Para que possamos alvitrar a supressão da instituição do júri uma vez que, acolhidos os argumentos expedidos, venhamos a concluir pela dissonância de seus resultados em relação as expectativas de justiça da sociedade e sua contrariedade aos princípios consagrados na processualística hodierna, mister se faz estabelecer, em premissa fundamental, qual sua natureza jurídica. Esta análise perpassa inexoravelmente por dois planos, um material, outro formal. Neste, se há de ver a natureza que da lei deflui. Naquele, se há de ver a substância do instituto, abstraídas influências exógenas.

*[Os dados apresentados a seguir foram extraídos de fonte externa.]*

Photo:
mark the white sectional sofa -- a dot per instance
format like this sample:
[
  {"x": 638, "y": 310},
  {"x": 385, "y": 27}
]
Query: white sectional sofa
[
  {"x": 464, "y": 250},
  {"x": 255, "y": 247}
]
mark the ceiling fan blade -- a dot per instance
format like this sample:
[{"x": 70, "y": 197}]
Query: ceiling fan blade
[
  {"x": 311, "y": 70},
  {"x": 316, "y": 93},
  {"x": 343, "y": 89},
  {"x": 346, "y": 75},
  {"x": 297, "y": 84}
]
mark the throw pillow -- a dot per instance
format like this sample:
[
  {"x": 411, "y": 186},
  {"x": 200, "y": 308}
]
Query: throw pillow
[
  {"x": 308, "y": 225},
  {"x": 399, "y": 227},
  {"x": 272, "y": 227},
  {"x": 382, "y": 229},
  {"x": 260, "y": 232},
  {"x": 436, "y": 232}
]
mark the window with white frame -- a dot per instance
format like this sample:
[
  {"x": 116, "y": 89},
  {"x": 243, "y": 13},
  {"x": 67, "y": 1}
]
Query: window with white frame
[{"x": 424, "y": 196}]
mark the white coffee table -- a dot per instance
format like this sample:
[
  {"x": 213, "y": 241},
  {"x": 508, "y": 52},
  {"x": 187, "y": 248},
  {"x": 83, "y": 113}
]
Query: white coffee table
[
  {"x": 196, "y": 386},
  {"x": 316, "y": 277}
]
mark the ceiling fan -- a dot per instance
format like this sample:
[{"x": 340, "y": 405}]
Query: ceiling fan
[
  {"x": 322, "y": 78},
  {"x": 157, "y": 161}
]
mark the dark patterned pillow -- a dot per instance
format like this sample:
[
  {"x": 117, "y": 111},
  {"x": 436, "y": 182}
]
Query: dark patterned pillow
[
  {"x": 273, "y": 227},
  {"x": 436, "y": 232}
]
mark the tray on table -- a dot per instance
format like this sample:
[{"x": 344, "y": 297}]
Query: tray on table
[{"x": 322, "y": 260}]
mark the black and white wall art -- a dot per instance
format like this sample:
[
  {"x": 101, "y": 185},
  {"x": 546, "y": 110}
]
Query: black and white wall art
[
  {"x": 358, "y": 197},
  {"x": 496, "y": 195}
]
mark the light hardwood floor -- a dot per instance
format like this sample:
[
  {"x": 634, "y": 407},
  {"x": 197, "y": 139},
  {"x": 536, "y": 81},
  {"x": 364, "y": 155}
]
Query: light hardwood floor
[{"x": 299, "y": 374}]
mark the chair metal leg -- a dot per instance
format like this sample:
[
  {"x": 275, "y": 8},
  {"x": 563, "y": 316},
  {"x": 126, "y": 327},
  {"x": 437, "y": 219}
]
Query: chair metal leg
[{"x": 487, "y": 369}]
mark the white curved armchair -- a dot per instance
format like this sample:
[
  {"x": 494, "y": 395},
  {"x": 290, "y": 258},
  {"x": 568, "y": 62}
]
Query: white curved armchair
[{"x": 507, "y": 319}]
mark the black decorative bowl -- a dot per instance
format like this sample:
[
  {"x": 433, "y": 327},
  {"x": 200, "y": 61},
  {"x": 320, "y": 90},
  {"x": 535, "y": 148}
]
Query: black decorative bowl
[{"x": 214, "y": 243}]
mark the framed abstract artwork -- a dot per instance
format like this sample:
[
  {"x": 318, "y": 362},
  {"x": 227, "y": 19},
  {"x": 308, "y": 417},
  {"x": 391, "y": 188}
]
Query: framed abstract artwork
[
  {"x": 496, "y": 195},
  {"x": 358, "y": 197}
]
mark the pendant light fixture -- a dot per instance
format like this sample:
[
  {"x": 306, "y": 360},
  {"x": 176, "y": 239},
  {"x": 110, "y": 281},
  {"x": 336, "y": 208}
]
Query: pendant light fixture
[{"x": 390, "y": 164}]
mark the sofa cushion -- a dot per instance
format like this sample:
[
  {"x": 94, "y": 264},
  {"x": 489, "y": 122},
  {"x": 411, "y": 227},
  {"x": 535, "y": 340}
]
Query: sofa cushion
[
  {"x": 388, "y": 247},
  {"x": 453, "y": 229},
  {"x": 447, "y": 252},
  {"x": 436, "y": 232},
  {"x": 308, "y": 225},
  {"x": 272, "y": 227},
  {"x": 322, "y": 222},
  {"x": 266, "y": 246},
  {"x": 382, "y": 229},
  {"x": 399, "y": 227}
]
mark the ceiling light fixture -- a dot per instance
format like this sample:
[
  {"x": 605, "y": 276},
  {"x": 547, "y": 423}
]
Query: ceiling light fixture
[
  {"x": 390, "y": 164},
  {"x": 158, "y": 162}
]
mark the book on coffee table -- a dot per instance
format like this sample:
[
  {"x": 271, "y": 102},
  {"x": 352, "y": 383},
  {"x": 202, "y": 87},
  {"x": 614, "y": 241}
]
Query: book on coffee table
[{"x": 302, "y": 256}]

Sob o ponto de vista formal, a topologia do instituto, inserto no art. 5º, não deixa dúvida acerca da atribuição ao Tribunal do Júri de natureza de direito subjetivo público, constitucional e, emende-se, indisponível. Já pela ótica material o mesmo não se pode dizer. Analisada a substância do inciso XXXVIII do art. 5º da CF um direito subjetivo não se pode ver sem forçar a lógica. Na caracterização de um direito subjetivo sobreleva-se sobretudo a circunstância de que, abstratamente considerado, o direito traz ao seu titular sempre uma vantagem correspondendo a outrem, sujeito individual, coletivo ou total, a correlata sujeição de respeito. Um exemplo esclarece. O estar vivo é um direito porque abstratamente o fato de estar vivo é uma vantagem. Pode ser que o estar vivo para alguém, concretamente considerada a existência, seja ao revés um martírio, tanto que temos suicidas. Atentando-se a esta indelével característica do direito subjetivo que é a de "in abstrato" sempre constituir a uma vantagem e, a contrario sensu, jamais um gravame, verificamos que o Tribunal do Júri até foi um direito quando representava a garantia de um julgamento em tese idôneo, eis que a alternativa era invariavelmente submeter-se a julgadores de duvidosa capacidade e incerta imparcialidade, que haveriam de aplicar um direito desumano através de um processo indiferente a garantias mínimas.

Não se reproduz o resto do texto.